GL_STACK_UNDERFLOW error?

Alright, the graphics gremlins have come alive in my computer. Don’t know why, but now when I call glVertexPointer() before a call to glDrawElements() I get a GL_STACK_UNDERFLOW error. First of all, what is a stack underflow? Is that like the dry heaves? Secondly, why would glVertexPointer be doing anything to any of glStacks? Does it internally do something similar to glPushAttrib() or something? This is the first time glVertexPointer() gets called in my application, and vertex arrays are enabled at the time of the call.

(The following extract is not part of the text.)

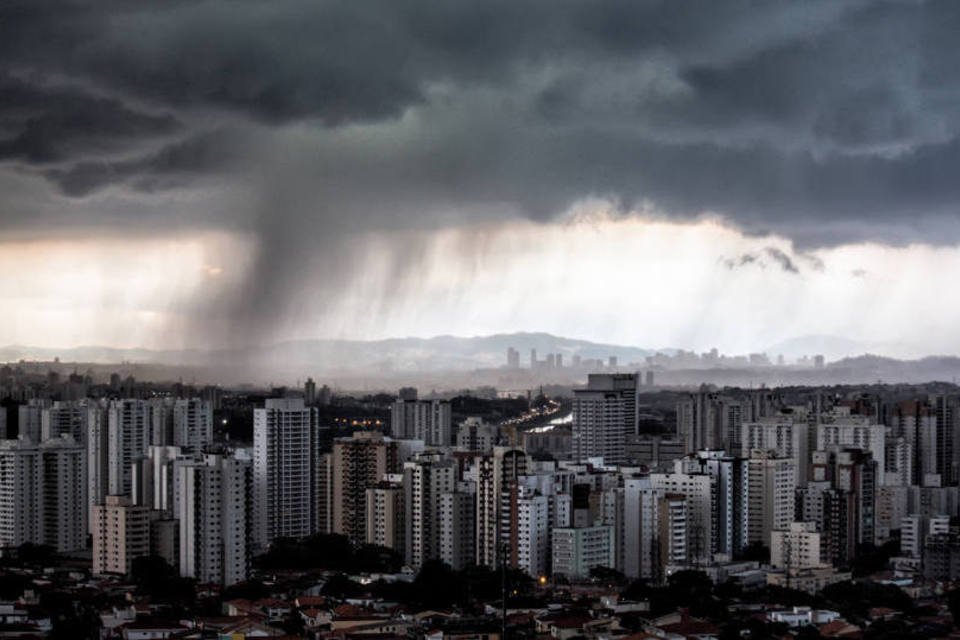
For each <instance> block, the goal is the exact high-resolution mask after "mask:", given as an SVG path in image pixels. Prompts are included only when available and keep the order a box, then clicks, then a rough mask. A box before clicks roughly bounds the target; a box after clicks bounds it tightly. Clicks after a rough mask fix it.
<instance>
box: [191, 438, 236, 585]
mask: <svg viewBox="0 0 960 640" xmlns="http://www.w3.org/2000/svg"><path fill="white" fill-rule="evenodd" d="M251 485H252V473H251V468H250V462H249V461H247V460H239V459H237V458H235V457H233V456H226V455H217V454H207V455H204V456H203V460H202V461H199V462H194V463H190V464H185V465H183V466H181V467H180V468H179V473H178V477H177V491H178V493H179V496H180V499H179V501H178V506H177V512H176V518H177V520H178V521H179V523H180V525H179V526H180V575H181V576H184V577H188V578H196V579H197V581H199V582H200V583H209V584H219V585H224V586H228V585H232V584H236V583H237V582H242V581H244V580H246V579H247V570H248V568H249V561H250V549H249V547H248V542H249V540H250V535H249V534H250V525H251V521H250V518H251V515H252V500H251Z"/></svg>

Also, this is in software(I know, ick). New machine with GeForce2 gts is being ordered(and there was much rejoicing).

J

I sorta doublt if this problem has much to do with your glVertexPointer call.

GL_STACK_UNDERFLOW error actually is sortof like the dry heaves. It means you are Popping more than you are Pushing, and there is nothing more on the stack to pop. GL_STACK_OVERFLOW error means just the opposite, you have pushed too much and the stack is full.

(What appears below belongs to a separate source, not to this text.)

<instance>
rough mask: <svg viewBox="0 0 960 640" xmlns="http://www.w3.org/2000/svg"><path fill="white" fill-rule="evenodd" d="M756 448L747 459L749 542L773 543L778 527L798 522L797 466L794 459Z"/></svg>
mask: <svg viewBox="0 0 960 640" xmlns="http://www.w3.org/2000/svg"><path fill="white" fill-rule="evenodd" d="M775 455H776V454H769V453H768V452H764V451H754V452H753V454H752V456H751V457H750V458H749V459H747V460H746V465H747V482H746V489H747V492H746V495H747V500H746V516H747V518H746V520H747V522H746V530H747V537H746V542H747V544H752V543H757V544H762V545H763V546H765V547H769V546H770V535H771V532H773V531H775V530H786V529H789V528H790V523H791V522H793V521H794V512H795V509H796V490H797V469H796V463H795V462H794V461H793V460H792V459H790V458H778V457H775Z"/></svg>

Make sure that you only have one glPush* for every glPop*. He he, it says Pop Star

Zeno

I bet you get the same errorcode if you call glGetError() BEFORE glVertexPointer() aswell.

But as Zeno said, you probably have too many glPop*()s.

Pop Star. Hahaha.

Alright, not that funny. At any rate, yes, I am popping before pushing(I figure this won’t have any side effects. Only happens when my program initializes). However, why would this be the error returned for glVertexPointer? if this error were generated earlier, would it not be cleared after the next successful gl call?

J

Alright, nm this question. Figured out what the issue really is. posting new topic.

J

Errors remain untill you call glGetError(). They are not overwritten when new errors occur, nor are they cleard on a successfull command. That is why you get the same error before and after the call to glVertexPointer(). Theoretically your call to glVertexPointer() can have errors aswell, but since there already is an error, a new one won’t occur. It won’t even occur after the other one, like in a queue of errors.